Médiatiquement, pour un coup d’essai, c’était un coup de maître. Parue en 2024, la vaste étude de Rose Van der Linden sur les liens troublants entre taux d’occupation et cancer a fait la une d’innombrables médias. L’heure est-elle venue pour vous de réduire votre temps de travail?

«Les femmes qui bossent à 100% ont un risque accru de développer un cancer» titrait le Blick, «Le travail à plein temps augmente le risque de cancer» renchérissait 24 Heures. Au mois d’octobre dernier, les médias du pays s’en sont donné à cœur joie, eux qui ont allègrement relayé les conclusions de l’étude de Rose van der Linden et de ses collègues du Laboratoire de santé des populations (#PopHealthLab) de l’Université de Fribourg. Celle-ci révélait une corrélation troublante entre le type de parcours professionnel et les risques de cancer. De quoi défrayer la chronique puisque, selon la fameuse «loi du mort-kilomètre», plus un événement survient proche de chez nous, plus il nous intéresse! Là, en tant que travailleuses et travailleurs, nous nous sommes toutes et tous retrouvé·e·s au kilomètre zéro de l’événement, dans l’œil du cyclone même! Passé ce tsunami médiatique, l’épidémiologue de l’Unifr a accepté de décortiquer pour nous ces résultats, en précisant d’emblée – afin d’éviter tout vent de panique – que, bien que fiables, ils sont à prendre avec des pincettes.

Trajectoire de vie

Les scientifiques le savent depuis longtemps: le contexte socio-économique amplifie les inégalités face au cancer puisque, selon que vous soyez riches ou misérables, vous ne serez pas exposé·e·s aux mêmes facteurs de risque ni ne disposerez des mêmes possibilités d’accès aux soins. Ainsi, en 2018 déjà, notre spécialiste avait pu démontrer que grandir dans un contexte défavorisé est associé à un risque plus élevé de cancer colorectal chez les hommes. En revanche, il n’existait jusque-là que peu d’analyses portant sur l’ensemble d’une carrière et ses conséquences sur l’occurrence du cancer. Avec cette étude intitulée «Lifetime employment trajectories and cancer», c’est désormais chose faite. «Le défi de l’épidémiologie du parcours de vie, telle que nous la pratiquons, c’est de réussir à inclure toutes les données provenant de domaines aussi divers que la santé, la vie professionnelle, familiale ou encore les loisirs», relève Rose van der Linden.

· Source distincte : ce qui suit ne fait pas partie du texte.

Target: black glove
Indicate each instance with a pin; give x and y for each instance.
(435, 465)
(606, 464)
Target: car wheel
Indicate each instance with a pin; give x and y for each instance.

Avec ses collègues, la post-doctorante néerlandaise a eu recours à une immense enquête sur le vieillissement nommée «Survey of Health, Ageing and Retirement in Europe» (SHARE). Après un long travail de préparation des données, l’équipe de scientifiques a gardé un échantillon de plus de 13'000 individus provenant de 14 pays européens, allant de l’Espagne à la Pologne en passant par la Suisse. «Nous avons retracé pour chacune de ces personnes, dont l’âge moyen dépasse légèrement les 70 ans, une histoire de leur carrière depuis l’âge de 16 ans jusqu’à 65 ans, année après année.» Les scientifiques ont ensuite défini deux types de parcours professionnels pour les hommes (salarié ou indépendant) et huit pour les femmes, en fonction notamment de l’articulation entre vie privée (foyer, garde des enfants) et vie professionnelle (temps partiel ou temps plein). Et c’est cette approche, teintée de sociologie, qui a permis de montrer, et ce de manière univoque, qu’il existe un lien entre trajectoires professionnelles et risques de cancer.

Se tuer à la tâche

Venons-en aux faits! Pour résumer à l’extrême, il ressort deux tendances lourdes. Du côté des hommes, il apparaît que ceux qui ont travaillé en tant que salariés ont un risque plus grand, de l’ordre de 35 %, de développer un cancer par rapport à ceux qui ont travaillé en tant qu’indépendants au cours de leur vie professionnelle.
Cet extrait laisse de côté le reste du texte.